Discovered last June with several other artifacts during a month-long expedition, the bone fragment's features led forensic anthropologist Karen Burns to wonder if it might be part of a human finger.
Indeed, it was found at a site on the atoll where the partial skeleton of a castaway was discovered in 1940.
Recovered by British Colonial Service Officer Gerald Gallagher, the partial skeleton was described in a forensic report and attributed to an individual "more likely female than male," "more likely white than Polynesian or other Pacific Islander," "most likely between 5 feet 5 inches and 5 feet 9 inches in height."
Unfortunately the bones have been lost.
"No hand bones were found in 1940, so the presence of a surviving human finger bone seems plausible," Gillespie said.
This is one of the last photographs made in Los Angeles of Amelia Earhart with her navigator as they completed preparations for their ill-fated flight.Bettmann/CORBIS
Structurally finger-like, the bone fragment was initially attributed to a turtle. It was only when archaeologist Tom King catalogued the turtle bones found at the site that questions began to arise.
"All turtle bones were associated with the shell. No limb bones were identified.

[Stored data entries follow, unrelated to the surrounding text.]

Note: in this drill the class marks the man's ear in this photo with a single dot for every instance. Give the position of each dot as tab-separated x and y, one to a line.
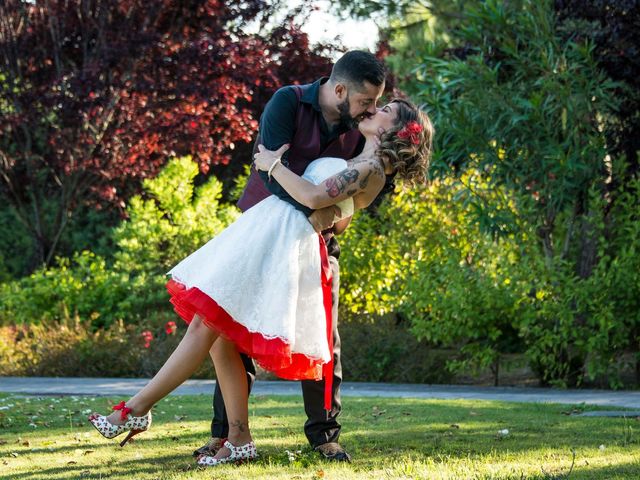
340	90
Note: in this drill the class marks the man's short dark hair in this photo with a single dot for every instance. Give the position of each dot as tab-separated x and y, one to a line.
356	67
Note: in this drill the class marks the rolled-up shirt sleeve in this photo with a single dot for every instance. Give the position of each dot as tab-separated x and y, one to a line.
277	127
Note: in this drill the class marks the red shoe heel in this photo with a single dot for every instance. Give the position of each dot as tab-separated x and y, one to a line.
130	436
133	425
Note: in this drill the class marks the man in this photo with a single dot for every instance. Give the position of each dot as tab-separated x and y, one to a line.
316	120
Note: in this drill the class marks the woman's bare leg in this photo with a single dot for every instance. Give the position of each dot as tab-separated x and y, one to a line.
185	359
231	375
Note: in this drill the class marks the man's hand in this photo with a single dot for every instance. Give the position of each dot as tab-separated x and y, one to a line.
322	219
263	159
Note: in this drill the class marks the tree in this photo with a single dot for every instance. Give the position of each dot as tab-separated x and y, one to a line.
96	96
521	97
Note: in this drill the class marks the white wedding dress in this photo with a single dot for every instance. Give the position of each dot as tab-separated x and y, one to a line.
258	283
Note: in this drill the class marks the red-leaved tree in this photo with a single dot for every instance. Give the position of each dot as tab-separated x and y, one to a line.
96	95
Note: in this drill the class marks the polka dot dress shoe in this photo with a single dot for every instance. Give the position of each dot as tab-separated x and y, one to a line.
133	425
209	448
240	454
333	451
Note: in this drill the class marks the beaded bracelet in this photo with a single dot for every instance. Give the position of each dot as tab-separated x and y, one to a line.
273	165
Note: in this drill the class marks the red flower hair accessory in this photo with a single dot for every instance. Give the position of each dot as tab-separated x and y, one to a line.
410	131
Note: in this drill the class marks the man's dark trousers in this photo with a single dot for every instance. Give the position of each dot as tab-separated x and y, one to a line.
321	426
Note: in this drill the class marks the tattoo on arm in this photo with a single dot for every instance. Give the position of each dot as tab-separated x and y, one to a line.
240	425
377	168
365	181
337	185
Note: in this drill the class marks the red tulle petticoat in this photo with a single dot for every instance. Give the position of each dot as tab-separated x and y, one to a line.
272	354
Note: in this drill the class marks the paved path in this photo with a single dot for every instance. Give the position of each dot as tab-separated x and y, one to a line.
128	386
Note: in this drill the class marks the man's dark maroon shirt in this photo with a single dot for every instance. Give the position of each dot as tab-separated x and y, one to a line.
293	116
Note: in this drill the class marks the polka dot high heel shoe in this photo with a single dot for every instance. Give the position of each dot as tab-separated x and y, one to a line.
133	425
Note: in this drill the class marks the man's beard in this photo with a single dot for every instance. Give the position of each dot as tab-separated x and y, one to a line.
346	120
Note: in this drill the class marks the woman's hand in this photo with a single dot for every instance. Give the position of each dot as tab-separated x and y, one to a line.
264	159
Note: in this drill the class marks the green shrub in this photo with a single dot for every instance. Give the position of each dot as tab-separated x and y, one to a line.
174	219
83	285
74	348
384	350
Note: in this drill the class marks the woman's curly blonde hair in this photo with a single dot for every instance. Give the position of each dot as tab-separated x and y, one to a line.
409	160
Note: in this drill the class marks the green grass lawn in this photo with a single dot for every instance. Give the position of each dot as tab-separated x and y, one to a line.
49	438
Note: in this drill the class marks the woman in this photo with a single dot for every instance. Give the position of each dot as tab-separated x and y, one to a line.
262	286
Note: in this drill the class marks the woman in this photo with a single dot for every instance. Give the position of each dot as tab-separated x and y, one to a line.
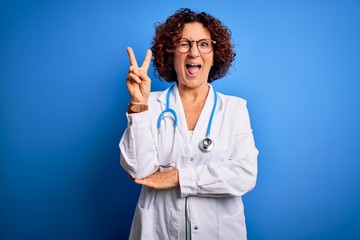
198	158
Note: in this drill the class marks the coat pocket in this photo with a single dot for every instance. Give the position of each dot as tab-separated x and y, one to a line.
144	224
232	227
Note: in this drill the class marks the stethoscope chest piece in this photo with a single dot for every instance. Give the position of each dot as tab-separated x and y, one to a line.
206	145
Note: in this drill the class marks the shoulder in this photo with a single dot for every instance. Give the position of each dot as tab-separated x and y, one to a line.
231	102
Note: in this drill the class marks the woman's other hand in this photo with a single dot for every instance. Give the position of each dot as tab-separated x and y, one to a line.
161	180
137	80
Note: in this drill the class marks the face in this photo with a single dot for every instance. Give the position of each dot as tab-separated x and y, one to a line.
193	68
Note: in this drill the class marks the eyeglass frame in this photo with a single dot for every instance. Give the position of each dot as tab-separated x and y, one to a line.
191	45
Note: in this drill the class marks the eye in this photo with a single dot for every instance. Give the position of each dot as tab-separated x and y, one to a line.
184	44
204	43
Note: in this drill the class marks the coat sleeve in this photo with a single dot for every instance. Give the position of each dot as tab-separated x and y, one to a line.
223	177
138	155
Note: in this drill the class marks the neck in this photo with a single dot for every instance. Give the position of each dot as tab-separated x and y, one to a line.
193	94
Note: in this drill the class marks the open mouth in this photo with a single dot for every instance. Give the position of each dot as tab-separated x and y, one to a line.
193	69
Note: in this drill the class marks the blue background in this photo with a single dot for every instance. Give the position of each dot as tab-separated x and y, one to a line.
63	101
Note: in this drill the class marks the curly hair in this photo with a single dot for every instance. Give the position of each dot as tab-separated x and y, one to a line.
169	33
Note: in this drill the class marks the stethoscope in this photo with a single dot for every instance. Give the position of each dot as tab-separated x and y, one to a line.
205	145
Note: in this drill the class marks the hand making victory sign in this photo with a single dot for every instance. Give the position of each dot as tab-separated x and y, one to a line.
137	81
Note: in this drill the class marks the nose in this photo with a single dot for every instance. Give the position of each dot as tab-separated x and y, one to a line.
194	51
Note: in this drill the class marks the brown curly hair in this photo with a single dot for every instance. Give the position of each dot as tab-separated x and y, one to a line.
169	33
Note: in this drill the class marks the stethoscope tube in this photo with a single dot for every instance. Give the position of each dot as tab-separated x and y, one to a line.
206	144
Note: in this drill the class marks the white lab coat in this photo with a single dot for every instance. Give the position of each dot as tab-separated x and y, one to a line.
212	183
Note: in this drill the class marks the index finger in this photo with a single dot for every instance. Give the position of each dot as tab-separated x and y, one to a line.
132	57
147	60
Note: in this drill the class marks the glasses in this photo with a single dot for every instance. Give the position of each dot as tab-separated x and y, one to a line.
204	45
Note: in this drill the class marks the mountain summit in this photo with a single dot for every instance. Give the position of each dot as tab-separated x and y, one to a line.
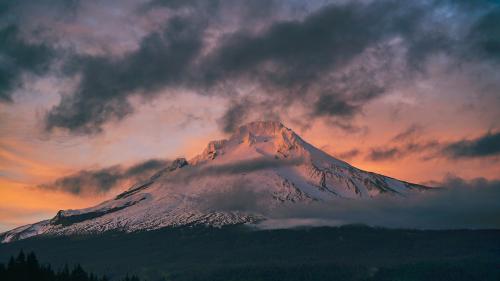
263	164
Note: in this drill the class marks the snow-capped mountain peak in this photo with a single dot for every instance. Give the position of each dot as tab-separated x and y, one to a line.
262	160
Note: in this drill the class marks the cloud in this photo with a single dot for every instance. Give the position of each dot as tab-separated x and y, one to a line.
17	56
313	60
483	146
106	83
234	115
190	173
397	152
410	133
347	155
459	204
330	59
92	182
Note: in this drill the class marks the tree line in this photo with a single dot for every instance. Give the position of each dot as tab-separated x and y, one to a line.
26	267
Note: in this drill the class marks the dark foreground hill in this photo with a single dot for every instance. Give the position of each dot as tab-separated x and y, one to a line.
240	253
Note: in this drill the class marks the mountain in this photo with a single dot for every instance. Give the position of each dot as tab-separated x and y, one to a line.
262	165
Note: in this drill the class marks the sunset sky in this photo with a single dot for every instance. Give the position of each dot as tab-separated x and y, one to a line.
97	94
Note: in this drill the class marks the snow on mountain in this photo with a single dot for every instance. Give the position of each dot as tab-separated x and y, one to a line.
263	161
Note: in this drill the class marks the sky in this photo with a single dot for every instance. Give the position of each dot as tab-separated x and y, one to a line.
95	95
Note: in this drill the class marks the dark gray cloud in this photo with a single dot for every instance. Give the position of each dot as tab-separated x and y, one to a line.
484	146
92	182
17	56
330	59
485	35
234	115
106	83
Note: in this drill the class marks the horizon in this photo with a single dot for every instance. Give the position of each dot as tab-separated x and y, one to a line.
96	96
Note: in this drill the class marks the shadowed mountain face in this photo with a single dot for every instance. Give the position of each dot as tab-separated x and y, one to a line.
262	166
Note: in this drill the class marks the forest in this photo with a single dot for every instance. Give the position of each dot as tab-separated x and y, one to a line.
28	268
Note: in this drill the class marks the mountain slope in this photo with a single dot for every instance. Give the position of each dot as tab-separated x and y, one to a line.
262	165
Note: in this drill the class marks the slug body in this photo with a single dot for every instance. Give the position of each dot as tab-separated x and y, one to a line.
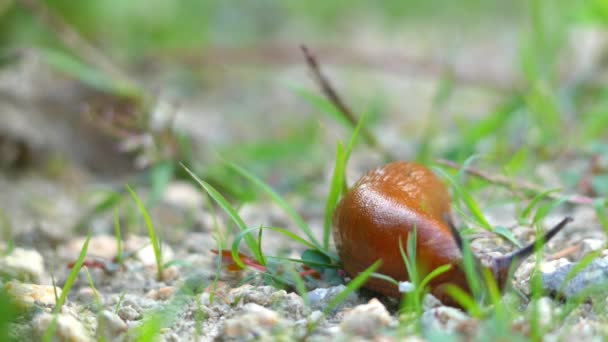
383	207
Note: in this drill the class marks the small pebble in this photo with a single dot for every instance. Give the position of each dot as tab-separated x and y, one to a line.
110	326
88	295
31	294
183	195
593	278
443	318
68	328
128	313
22	264
366	320
170	274
163	293
255	322
320	297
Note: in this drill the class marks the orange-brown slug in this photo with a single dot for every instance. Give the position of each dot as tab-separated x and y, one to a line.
384	206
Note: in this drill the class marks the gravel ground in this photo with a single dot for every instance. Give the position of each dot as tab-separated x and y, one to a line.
44	203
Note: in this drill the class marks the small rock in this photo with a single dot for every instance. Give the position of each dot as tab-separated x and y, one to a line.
102	246
110	326
256	322
320	297
88	295
251	294
443	318
30	294
169	274
22	264
590	245
545	311
429	302
163	293
366	320
288	304
129	313
68	328
147	257
183	195
594	277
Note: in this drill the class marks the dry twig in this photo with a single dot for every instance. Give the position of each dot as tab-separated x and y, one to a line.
332	95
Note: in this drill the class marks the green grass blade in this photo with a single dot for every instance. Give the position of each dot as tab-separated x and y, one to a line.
600	211
535	201
467	198
544	210
434	274
69	282
335	190
151	232
73	273
385	278
223	203
118	236
246	232
338	180
507	235
352	286
464	299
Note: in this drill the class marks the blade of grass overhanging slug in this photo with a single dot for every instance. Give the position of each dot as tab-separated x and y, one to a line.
335	190
434	274
352	286
465	166
306	262
353	138
464	299
579	266
544	210
338	181
263	257
600	211
289	210
467	198
246	232
508	235
385	278
118	236
223	203
73	273
151	232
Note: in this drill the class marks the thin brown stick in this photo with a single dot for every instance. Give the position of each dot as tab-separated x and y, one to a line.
332	95
565	252
518	186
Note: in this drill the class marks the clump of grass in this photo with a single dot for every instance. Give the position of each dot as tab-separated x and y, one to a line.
154	240
50	332
117	234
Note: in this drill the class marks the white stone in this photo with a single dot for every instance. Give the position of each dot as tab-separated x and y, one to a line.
31	294
443	318
366	320
183	195
68	328
23	264
110	325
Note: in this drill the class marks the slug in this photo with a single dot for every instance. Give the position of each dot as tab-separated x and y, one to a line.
384	206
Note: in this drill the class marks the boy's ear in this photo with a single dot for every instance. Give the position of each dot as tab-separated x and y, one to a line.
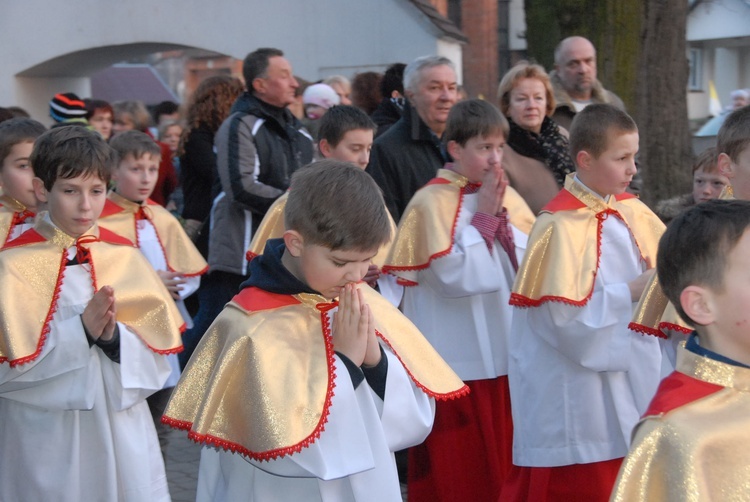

If whoever brought the turtle to the site didn't bring the legs, how did a phalanx-like bone get there?" said Gillespie.
In an attempt to solve the mystery, the bone fragment was sent to the Molecular Anthropology Laboratories at the University of Oklahoma in Norman, Okla.
Initial tests for the presence of human mitochondrial DNA in the bone fragment were positive, but subsequent testing was unable to replicate the results.
According to Cecil M. Lewis, who carried out the DNA tests, this suggests that either the initial detection of human DNA was attributed to a sporadic DNA contamination event, or there was human DNA in the extract, but it was too little, or of too poor quality for a consistent analysis.
Another possibility is that the DNA in the bone was non-human.
More general tests for animal DNA, human and non-human, provided "no positive results," suggesting three possibilities: there was no animal DNA in the bone; there was animal DNA, but it was too little or of too poor of quality to reliably analyze; or the real time Polymerase Chain Reaction method used to detect the DNA was ineffective for targeting the particular animal.
"For now, the question of whether the bone is human must remain unanswered," Lewis concluded.
The researchers decided to preserve a tiny fragment of the bone, hoping to use it in the future as less destructive, and more sensitive genomic methods develop.
Analysis of clumps of a substance recovered from the same site yielded more promising results.
Archaeologically, the clumps are anomalous in the context of the site. Examined by University of Maine anthropologist Kristin Sobolik, the mass was found to possess some fecal properties.
The material has been analyzed by the Molecular Anthropology Laboratories at Oklahoma University. There, Lewis's team was able to extract human mitochondrial DNA.
"DNA from two individuals was detected but to date, the amount extracted is not sufficient for comparison to Earhart reference samples," Gillespie said.
According to Lewis, the most common explanation for multiple sequences is either the sample is associated with a temporary latrine used by more than one person, or the retrieved data still includes modern human contamination.
"We will continue to explore how well these explanations fit the data by further molecular testing," Lewis said.
In addition to the bacteria and human DNA analyses, future analysis will include targets for plants and animals.
According to Lewis, the presence of certain plant and animal DNA would be a further indication that the clumps are fecal matter and could provide information about the diet and general health of the individual.